Walt Disney World: Any experience with this?

From Marco Trevino
Posted October 21, 2013 at 9:37 PM
Which is the best place to capture fireworks, how to avoid out of focus, and the most important, how to focus the planet earth over the lake. My camcorder is a Samsung full HD memory cam. I will appreciate your help.


Comments in chronological order. Most recent at the bottom. Scroll down to respond.

From Russell Meyer
Posted October 22, 2013 at 7:01 AM
I'm not familiar with your particular model camera, but unless you've got a unit with a true focus toggle, you're going to have problems or you're going to have to shoot the entire show in wide angle. I've actually gotten the best results using my old MiniDV camera on a tripod with the focus completely off. With a wide angle view, you can see all of the caldrouns, lights and fireworks, but the globe is tiny and images are unrecognizable. With the camcorder on a tripod, I was able to shoot telephoto stills of the globe to remember what was on the globe during each scene.

The other posibility would be to use a digital SLR equipped with video. I haven't tried it yet at EPCOT, but I have had success shooting with my Nikon D-5100 with the focus set on infinity with a telephoto lens that allows me to change the zoom without losing focus beyond what miniscule adjustments I need to make manually (Nikon DSLRs disable the autofocus when in "live" mode shooting video). The only problem with this setup is that I can't put the camera on a tripod to get good, clean zooms, so I lose the ability to shoot stills while simultaneously shooting video.

As far as locations, I've always been partial to the Japan pavillion because of the framing the arch provides. However, I've seen the shows from all of the typical spots around the lagoon, and they all have advantages and disadvantages. The only issue that will never be solved with shooting loction is that the globe will always look tiny in any shot unless you're deliberately zooming into it.

From Marco Trevino
Posted October 22, 2013 at 4:01 PM
Thank you, Russell, I realy appreciate your advices

From steve lee
Posted October 29, 2013 at 3:39 PM
I've shot with a miniDV on a tripod as well. It came out pretty good for the most part, but I also had the benefit of shooting on more than one night so I had cutaways for moments when the focus wandered off (primarily a problem when there's a lull in the pyro and the focus is on the globe). If you have the ability to shoot on more than one night, I would recommend being ready to zoom in on the globe for that section (otherwise there really isn't much going on visually since, as was already mentioned, it's very small in the frame).

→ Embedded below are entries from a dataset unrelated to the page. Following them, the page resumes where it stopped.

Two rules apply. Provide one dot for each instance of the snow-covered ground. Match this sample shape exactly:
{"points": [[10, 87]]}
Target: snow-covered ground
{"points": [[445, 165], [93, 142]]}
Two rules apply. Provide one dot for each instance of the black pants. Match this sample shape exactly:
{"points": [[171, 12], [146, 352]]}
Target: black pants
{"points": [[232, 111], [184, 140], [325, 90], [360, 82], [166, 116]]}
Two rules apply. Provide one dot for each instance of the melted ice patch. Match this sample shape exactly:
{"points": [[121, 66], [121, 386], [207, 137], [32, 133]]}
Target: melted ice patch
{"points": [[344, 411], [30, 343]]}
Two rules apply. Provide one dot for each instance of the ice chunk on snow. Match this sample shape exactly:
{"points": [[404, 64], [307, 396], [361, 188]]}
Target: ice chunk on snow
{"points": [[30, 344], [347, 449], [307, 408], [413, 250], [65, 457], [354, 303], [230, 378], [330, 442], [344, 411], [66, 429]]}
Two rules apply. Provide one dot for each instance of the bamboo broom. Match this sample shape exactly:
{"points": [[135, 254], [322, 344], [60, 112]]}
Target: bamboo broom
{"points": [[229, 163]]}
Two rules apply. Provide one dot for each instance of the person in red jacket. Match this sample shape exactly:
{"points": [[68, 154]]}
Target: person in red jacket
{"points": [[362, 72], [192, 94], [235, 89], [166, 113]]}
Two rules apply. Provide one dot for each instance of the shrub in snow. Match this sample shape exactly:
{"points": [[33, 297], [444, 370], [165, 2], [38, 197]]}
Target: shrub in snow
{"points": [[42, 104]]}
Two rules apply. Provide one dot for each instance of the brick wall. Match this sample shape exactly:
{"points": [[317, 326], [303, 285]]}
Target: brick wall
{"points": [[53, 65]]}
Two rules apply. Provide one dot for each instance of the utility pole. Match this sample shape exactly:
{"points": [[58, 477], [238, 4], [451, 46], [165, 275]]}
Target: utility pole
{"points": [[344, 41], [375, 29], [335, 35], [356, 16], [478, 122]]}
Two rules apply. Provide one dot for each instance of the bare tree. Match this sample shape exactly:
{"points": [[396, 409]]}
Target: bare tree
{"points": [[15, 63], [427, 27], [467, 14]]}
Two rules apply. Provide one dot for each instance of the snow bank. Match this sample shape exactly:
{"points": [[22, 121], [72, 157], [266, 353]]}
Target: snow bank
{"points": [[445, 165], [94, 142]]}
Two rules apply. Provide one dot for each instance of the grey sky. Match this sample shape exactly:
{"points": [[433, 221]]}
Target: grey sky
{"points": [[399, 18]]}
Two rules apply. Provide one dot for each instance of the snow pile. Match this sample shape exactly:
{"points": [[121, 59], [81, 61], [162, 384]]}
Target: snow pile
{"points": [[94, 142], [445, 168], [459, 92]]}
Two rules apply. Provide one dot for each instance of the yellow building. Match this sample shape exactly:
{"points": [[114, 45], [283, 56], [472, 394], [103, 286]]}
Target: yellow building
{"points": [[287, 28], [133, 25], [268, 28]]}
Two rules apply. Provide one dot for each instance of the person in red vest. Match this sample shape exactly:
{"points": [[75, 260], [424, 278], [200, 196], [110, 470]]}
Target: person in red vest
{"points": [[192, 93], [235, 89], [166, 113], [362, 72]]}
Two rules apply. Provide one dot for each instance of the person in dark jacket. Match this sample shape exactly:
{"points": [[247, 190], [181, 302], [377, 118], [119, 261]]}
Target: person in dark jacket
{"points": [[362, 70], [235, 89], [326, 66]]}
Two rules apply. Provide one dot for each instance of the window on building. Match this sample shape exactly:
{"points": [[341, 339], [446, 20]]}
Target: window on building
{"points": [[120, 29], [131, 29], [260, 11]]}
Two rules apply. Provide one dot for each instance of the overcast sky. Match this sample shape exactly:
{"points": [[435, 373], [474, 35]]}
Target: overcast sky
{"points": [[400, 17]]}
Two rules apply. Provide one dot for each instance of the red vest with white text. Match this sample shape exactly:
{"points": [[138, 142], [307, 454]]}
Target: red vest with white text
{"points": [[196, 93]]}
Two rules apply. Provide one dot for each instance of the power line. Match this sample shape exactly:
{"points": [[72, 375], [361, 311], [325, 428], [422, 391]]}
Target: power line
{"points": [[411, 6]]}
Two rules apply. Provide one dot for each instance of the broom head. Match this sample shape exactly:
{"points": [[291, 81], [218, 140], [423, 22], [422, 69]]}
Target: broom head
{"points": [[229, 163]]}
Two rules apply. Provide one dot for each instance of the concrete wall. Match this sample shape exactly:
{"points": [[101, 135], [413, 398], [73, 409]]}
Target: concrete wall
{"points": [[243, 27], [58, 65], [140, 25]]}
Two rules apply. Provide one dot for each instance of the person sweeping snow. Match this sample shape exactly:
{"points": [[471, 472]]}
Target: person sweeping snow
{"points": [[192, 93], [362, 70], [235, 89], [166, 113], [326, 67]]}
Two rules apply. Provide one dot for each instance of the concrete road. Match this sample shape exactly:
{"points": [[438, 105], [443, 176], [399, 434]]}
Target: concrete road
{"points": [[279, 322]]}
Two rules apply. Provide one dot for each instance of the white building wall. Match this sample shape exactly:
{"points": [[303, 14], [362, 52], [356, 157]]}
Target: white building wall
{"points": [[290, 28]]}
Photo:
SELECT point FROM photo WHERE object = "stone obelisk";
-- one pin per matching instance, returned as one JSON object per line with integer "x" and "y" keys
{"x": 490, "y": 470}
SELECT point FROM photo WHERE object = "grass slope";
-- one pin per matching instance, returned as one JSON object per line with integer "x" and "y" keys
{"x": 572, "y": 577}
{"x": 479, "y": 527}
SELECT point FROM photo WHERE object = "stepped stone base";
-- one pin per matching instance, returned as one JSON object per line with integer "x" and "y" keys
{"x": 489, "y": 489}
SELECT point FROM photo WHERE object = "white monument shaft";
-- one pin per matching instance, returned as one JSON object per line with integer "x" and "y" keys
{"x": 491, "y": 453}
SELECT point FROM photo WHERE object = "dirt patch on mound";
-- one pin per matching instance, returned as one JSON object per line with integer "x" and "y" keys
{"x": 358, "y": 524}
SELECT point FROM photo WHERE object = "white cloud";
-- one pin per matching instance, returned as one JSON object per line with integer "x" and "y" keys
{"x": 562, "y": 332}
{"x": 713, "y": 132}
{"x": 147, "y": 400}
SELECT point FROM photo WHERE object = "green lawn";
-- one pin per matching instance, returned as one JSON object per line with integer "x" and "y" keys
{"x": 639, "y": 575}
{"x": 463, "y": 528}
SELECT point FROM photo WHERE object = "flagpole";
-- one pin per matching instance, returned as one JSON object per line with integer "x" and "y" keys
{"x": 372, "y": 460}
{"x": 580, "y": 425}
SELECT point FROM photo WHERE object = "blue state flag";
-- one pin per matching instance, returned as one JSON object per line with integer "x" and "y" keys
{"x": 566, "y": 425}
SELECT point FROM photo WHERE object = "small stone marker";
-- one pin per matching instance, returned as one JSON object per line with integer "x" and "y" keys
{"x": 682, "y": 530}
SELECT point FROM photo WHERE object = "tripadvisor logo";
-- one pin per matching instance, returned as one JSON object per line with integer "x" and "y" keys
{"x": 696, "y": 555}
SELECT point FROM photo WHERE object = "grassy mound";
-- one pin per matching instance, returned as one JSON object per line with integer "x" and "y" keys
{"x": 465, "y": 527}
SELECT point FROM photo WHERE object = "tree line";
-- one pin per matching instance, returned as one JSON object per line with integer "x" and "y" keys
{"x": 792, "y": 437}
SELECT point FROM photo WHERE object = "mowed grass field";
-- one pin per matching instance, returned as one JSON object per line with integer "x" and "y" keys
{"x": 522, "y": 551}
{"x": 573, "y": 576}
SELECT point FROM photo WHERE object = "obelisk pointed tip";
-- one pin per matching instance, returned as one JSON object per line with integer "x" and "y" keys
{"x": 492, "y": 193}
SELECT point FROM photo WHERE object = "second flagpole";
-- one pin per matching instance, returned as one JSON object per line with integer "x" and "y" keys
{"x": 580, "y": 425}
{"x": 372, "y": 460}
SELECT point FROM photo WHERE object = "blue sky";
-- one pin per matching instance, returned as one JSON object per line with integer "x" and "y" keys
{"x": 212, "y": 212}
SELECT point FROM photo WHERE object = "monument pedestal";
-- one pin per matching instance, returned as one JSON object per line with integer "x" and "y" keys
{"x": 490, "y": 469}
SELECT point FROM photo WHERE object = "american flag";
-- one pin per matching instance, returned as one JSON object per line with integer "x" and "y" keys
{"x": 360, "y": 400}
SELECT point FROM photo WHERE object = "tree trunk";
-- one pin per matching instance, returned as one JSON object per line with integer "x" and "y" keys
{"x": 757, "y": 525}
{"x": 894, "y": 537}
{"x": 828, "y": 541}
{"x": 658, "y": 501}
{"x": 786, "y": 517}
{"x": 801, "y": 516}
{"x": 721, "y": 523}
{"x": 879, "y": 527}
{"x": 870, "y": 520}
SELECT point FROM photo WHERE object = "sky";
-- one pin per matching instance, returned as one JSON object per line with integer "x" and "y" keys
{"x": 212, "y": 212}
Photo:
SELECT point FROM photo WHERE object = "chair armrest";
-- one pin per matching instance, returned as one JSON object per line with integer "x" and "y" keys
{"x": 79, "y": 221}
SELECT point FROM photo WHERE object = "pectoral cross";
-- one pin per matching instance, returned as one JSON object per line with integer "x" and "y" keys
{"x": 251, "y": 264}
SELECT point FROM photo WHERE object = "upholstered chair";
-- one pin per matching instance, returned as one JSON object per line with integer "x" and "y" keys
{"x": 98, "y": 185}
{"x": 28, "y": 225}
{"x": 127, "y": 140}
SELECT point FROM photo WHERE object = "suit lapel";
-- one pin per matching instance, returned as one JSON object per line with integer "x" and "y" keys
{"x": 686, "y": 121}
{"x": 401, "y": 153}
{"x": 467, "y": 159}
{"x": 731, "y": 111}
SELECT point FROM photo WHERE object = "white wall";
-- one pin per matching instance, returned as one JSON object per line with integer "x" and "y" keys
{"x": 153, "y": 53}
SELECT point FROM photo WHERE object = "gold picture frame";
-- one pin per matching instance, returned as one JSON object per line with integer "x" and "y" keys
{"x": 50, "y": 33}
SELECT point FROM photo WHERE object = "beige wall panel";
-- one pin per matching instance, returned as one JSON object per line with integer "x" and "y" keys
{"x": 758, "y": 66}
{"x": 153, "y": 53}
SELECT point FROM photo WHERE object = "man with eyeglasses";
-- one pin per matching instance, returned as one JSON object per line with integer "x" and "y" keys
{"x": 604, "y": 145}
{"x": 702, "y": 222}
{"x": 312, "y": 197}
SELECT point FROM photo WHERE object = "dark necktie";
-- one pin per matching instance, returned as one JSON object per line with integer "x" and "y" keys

That's assuming you A. have the time to shoot more than once and B. feel like editing it. If both conditions apply, I'd recommend shooting one entire run through in a wide shot, then doing it the second time remembering to move in on the globe and maybe point the camera up for the last few minutes to have tighter shots of the fireworks.

I had the benefit of a pretty solid miniDV camera that maintained focus for 80 percent of the wide shot. Unfortunately, I didn't study the footage to realize that I needed to get the closer shot of the globe.

As a reference, here's the video I shot (and forgive me for the quality - it was five years ago on last-gen gear): link

From Marco Trevino
Posted October 31, 2013 at 4:46 PM
Thank you Steve, I saw your video and it is excellent, Illuminations : Reflections of Earth is for me, for much, the best show in Orlando, thank you again.